Monday, October 27, 2008

What would you change if you could do it over...

On facebook the other night my header read...

I wish I could go back and start my life all over again.

I had a couple of people ask me what I would change if I could in fact go back and do it all over again and I started to wonder, I spent the whole weekend wondering what I would do differently the second time around and I am going to make a list and see if I can change them from this point forward. I can't go back and change the past but I can work now to change the future.

I have been thinking a lot about when I was young and the dreams I had. The visions of what my future would look like, the things I wanted to accomplish, experience, and achieve. I am sad to say that my life now looks nothing like I imagined it would and that is my fault. I settled when I should have fought for more, I accepted when I should have refused, I said no when I should have said yes, and I let go when I should have held on (and vice versa).

Don't get me wrong, I am not unhappy with my life. I have a great husband, three beautiful children, but beyond that, what do I have to show for my life? Other than these three little boys what contribution have I made to the world?

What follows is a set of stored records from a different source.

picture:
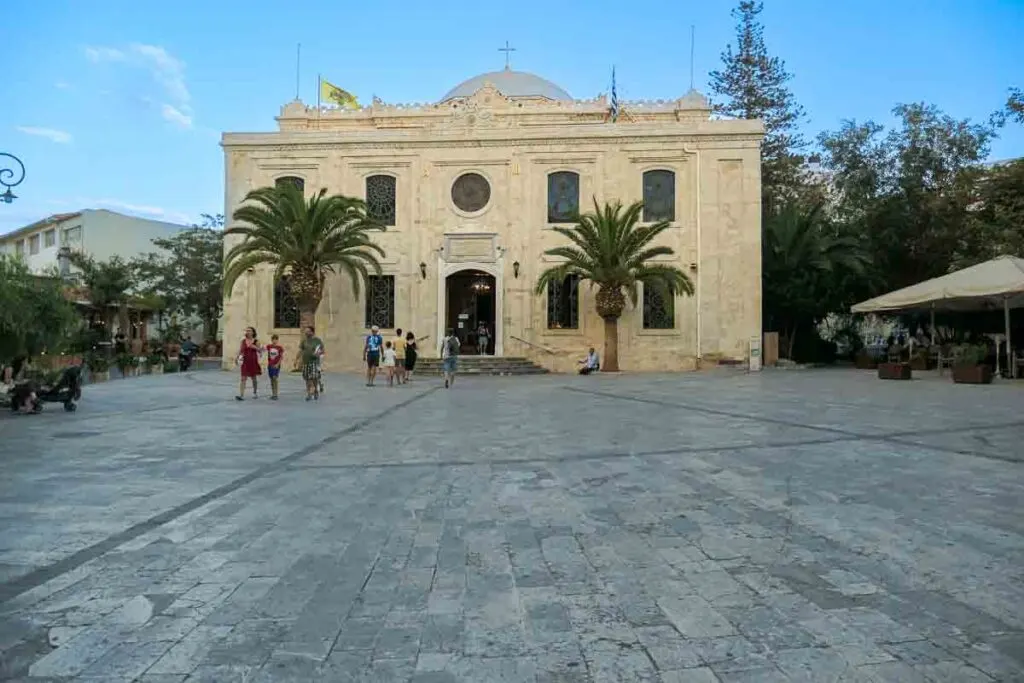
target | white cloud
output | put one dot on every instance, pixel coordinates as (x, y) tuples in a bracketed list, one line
[(142, 209), (166, 71), (52, 134), (175, 116)]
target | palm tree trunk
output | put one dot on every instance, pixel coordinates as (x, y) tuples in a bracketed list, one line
[(307, 313), (610, 363), (793, 341)]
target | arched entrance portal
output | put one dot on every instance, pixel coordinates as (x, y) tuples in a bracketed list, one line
[(470, 307)]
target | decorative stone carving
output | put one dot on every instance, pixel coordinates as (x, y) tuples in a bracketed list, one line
[(469, 249)]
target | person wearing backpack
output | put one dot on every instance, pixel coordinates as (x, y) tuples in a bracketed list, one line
[(450, 356)]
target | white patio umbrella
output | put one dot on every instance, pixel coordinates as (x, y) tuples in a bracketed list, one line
[(983, 287)]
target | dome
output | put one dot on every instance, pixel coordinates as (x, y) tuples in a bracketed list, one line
[(511, 84)]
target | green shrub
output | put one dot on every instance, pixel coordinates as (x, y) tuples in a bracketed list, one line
[(96, 363)]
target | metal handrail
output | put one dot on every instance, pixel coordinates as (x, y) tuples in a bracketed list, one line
[(529, 343)]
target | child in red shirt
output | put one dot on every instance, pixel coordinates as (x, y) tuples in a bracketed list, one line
[(274, 354)]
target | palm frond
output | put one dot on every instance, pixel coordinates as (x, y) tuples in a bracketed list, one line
[(318, 236)]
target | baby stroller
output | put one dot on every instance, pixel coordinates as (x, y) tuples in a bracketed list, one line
[(66, 389)]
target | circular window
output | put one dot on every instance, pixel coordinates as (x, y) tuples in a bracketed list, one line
[(470, 193)]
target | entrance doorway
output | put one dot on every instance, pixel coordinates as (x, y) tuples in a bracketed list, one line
[(470, 306)]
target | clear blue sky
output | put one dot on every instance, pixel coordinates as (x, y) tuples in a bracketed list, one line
[(120, 103)]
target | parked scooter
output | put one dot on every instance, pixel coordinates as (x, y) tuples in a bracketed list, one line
[(186, 355)]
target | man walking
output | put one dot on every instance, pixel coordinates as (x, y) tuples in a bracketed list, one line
[(399, 356), (450, 357), (372, 353)]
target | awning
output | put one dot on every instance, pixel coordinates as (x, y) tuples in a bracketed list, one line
[(989, 286)]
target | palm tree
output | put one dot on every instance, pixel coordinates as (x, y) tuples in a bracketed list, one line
[(807, 266), (304, 240), (612, 251)]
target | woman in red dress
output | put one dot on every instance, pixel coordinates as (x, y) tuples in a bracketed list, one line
[(249, 354)]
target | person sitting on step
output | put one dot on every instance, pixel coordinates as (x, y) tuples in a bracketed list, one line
[(591, 364)]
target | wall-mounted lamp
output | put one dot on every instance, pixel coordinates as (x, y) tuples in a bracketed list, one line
[(64, 262)]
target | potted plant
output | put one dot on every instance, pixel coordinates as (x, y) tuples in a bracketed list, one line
[(126, 364), (99, 369), (156, 363), (922, 359), (969, 365), (894, 371), (863, 359)]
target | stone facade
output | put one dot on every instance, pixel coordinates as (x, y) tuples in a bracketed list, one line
[(515, 142)]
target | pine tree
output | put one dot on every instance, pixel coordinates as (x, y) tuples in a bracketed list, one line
[(753, 85)]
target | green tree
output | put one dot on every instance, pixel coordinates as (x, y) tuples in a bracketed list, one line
[(906, 195), (806, 269), (612, 251), (755, 85), (998, 214), (304, 240), (110, 286), (34, 313), (187, 272)]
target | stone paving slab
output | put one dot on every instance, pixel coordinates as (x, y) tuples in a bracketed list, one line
[(721, 526)]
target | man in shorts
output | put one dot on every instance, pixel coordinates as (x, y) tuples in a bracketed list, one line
[(450, 357), (372, 353)]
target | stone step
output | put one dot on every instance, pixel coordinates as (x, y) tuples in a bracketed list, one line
[(482, 365)]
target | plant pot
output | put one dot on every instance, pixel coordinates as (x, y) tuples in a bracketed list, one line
[(972, 374), (864, 360), (922, 363), (894, 371)]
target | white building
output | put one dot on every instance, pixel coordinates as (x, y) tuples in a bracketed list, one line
[(98, 232)]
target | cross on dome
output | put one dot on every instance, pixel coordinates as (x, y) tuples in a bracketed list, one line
[(508, 50)]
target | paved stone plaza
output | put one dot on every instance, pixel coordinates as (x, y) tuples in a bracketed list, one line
[(817, 525)]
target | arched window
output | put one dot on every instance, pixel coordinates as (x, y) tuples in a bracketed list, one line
[(563, 197), (291, 179), (380, 302), (286, 308), (658, 196), (658, 311), (381, 194), (563, 303)]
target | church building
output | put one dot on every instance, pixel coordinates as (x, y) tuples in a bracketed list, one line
[(470, 187)]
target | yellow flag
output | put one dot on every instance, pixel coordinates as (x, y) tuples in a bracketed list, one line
[(334, 94)]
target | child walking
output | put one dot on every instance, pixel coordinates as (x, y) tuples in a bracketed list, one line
[(274, 356), (389, 361)]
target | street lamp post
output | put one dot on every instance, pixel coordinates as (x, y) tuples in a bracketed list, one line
[(9, 177)]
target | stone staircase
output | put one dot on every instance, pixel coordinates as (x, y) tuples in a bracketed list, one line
[(481, 365)]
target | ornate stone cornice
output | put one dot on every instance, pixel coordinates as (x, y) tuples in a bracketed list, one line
[(304, 146)]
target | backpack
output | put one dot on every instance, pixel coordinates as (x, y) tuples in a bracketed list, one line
[(452, 346)]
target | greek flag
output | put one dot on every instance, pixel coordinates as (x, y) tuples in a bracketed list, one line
[(614, 97)]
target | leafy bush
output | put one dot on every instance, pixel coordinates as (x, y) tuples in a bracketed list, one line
[(96, 363), (125, 361), (34, 313), (971, 354)]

I have nothing to show for who I am. I haven't left a mark anywhere and if I died tomorrow, within a generation or two, no one would remember me.

So the question is, where do I go from here? What am I going to do to leave a mark on the world?

I don't know, I guess I have some more thinking to do.

How about you?

3 comments:

Amy Sorensen said...

What resonated most with me was your ideas about the "should haves." I have these, too. Have had much anguish, in fact, about those "should haves." And that idea about how, in a few generations, no one will know who I was? That disturbs me, too. It is probably why I write so much, and scrapbook, just so there is some proof I was here and existed!

What I think, though, is that I would probably make the same mistakes I made if I could do it over, because it was only by making the mistakes that I could learn about my mistakes. It's quite a connundrum, really. It would only work to have a "do over" if you could do it over knowing what you know right now.

Also, I am starting to feel like even though i will probably never manage the extrodinary things I thought I would do with my life, extrodinary things might not really be the point. Maybe it is enough that I have done what I have done, that the sum of my life is all the little, everyday experiences.

I don't know. It's a great topic, though. Thanks for writing it, as it gave me much to think about!

Melisa Kim Casselman said...

I don't think that anyone can really say that we will be remembered. I think that just raising our children to the best of our abilities leaves a legacy. They are not going to remember what mark we left on the world but what mark we leave in their lives. These are the stories we want to leave behind.

DottieLou said...

Thinking back there are things I could have done different, but then I would not have what I do now. And I do not mean stuff but relationships and life experiences. I wish that Zach had made better choices in his life I still do ... but I learned and grew so much during that period of time I really can not trade it. What I really miss most is my kids when they were small, before the challenge of teenager hood. If I could just have a week back from that time frame I would spend every minute with them, I would be more patient and understanding. I would let them wear plaids with strips and orange with purple. We would make cookies and do homework. I would not worry so much about the dust on the TV or the fingerprints on the wall ... and I would make sure they knew and loved Jesus.